Para além de uma sátira de humor negro e viscoso contra o consumismo, o poder das grandes corporações e as marcas como estilo de vida, Fight Club, que David Fincher realizou a partir do livro de Chuck Palahniuk, é também um filme sobre a dupla personalidade do ser humano numa época em que os comportamentos e as acções são padronizados pela moda. «Tudo é uma cópia de uma cópia de uma cópia», diz a personagem de Edward Norton. A publicidade compra e cataloga a condição humana. Cada ser é aquilo que possui e não aquilo que faz.

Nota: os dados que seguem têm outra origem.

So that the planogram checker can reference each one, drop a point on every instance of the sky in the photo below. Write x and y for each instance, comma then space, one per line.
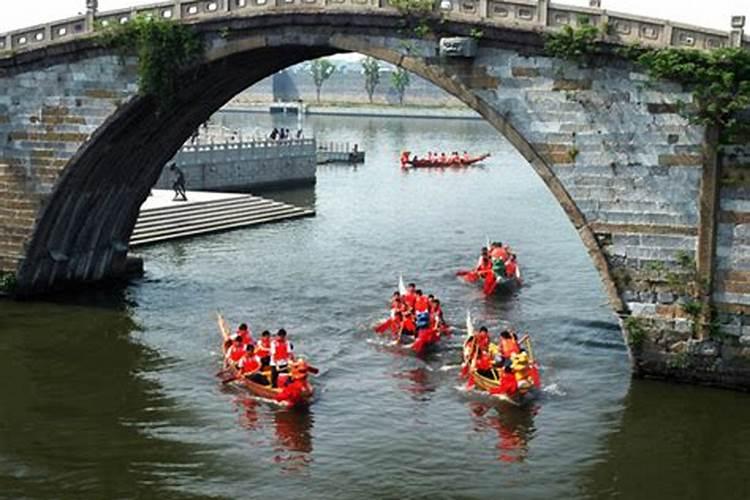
713, 14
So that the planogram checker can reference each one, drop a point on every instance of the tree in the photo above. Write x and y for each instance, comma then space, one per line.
371, 68
400, 81
321, 70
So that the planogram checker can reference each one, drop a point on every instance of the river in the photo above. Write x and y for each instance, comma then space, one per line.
113, 394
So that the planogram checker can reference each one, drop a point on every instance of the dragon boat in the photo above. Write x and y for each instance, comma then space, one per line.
517, 384
294, 390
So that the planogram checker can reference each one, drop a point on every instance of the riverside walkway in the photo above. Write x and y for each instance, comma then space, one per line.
162, 219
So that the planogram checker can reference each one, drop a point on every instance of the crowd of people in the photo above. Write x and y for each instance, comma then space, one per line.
283, 134
438, 158
506, 364
496, 264
415, 318
497, 260
270, 361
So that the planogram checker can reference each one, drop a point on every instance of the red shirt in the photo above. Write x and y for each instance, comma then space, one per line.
264, 347
235, 352
249, 364
510, 269
499, 253
247, 337
410, 299
281, 351
421, 304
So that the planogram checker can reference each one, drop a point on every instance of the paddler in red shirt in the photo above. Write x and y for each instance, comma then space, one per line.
395, 303
250, 366
282, 352
244, 332
263, 350
235, 352
411, 295
498, 252
511, 268
484, 264
508, 346
421, 303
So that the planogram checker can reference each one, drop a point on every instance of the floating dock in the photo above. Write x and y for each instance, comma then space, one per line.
162, 219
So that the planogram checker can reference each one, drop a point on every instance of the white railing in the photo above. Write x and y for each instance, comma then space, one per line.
246, 145
532, 15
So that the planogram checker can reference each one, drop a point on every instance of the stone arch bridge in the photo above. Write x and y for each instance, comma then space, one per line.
646, 190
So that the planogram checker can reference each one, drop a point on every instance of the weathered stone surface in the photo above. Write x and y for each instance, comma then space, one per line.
80, 151
524, 72
680, 160
569, 84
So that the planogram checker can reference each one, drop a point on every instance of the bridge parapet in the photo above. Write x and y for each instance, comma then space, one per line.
530, 15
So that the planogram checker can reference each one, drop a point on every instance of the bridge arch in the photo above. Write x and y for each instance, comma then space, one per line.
626, 168
82, 231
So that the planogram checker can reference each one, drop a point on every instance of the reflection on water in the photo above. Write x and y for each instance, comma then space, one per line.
678, 442
417, 382
514, 428
76, 397
117, 397
291, 444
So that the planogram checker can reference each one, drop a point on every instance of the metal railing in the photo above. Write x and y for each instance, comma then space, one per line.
531, 15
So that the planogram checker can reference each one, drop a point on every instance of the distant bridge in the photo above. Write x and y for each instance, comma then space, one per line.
645, 189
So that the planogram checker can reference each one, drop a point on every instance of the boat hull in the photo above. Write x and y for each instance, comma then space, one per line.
493, 386
298, 399
439, 164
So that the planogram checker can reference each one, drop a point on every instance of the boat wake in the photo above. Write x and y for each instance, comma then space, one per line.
554, 390
447, 368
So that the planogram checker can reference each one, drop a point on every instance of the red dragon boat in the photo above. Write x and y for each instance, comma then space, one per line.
424, 340
296, 392
417, 162
517, 385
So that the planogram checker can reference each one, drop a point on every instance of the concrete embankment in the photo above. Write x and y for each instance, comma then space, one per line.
441, 113
244, 166
162, 219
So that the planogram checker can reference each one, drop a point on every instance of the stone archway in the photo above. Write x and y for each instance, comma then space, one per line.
626, 168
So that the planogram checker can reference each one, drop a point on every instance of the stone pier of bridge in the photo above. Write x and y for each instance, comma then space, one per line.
662, 208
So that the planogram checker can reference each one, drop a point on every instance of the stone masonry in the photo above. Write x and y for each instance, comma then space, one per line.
232, 166
659, 208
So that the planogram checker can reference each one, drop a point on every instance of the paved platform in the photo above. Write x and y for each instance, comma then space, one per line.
161, 218
163, 198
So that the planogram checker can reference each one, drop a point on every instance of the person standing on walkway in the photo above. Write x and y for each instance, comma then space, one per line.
179, 183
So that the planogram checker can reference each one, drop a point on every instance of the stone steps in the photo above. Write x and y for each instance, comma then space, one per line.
200, 218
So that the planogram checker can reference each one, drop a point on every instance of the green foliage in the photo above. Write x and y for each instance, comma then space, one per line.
371, 68
656, 267
413, 7
636, 332
422, 29
679, 361
7, 282
400, 81
476, 33
693, 308
573, 153
714, 330
321, 70
575, 44
685, 260
164, 49
720, 81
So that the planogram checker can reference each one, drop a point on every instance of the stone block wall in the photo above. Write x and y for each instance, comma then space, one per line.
627, 169
46, 114
246, 166
347, 85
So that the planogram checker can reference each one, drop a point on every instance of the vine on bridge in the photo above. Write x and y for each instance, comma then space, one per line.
164, 49
719, 79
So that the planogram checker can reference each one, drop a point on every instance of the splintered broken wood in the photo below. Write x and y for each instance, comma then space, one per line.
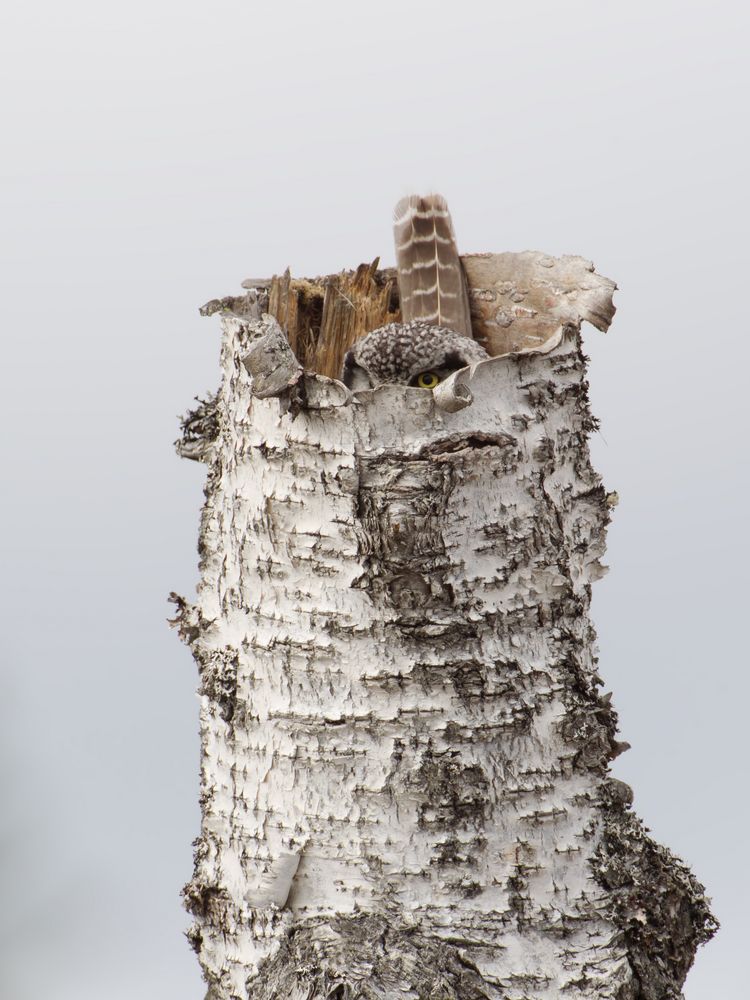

A figura de Norton, herdeira das personagens Kafkianas e do Bartleby de Herman Melville, é um yuppie frustrado e sem nome – ao longo do filme nenhuma personagem o trata pelo seu nome próprio e ele só se refere a si mesmo, em voz off, como «sou o suor frio de Jack» ou «sou o coração partido de Jack», numa alusão a um artigo que lê numa revista. É uma espécie de Zelig (o “homem-camaleão” do filme com o mesmo título de Woody Allen), que tenta esconder, por baixo de uma multiplicidade de bens e interesses, a total ausência de individualidade. Nos vários grupos de marginalizados e doentes terminais que frequenta, adopta sempre nomes diferentes (Cornelius, Travis, Rupert).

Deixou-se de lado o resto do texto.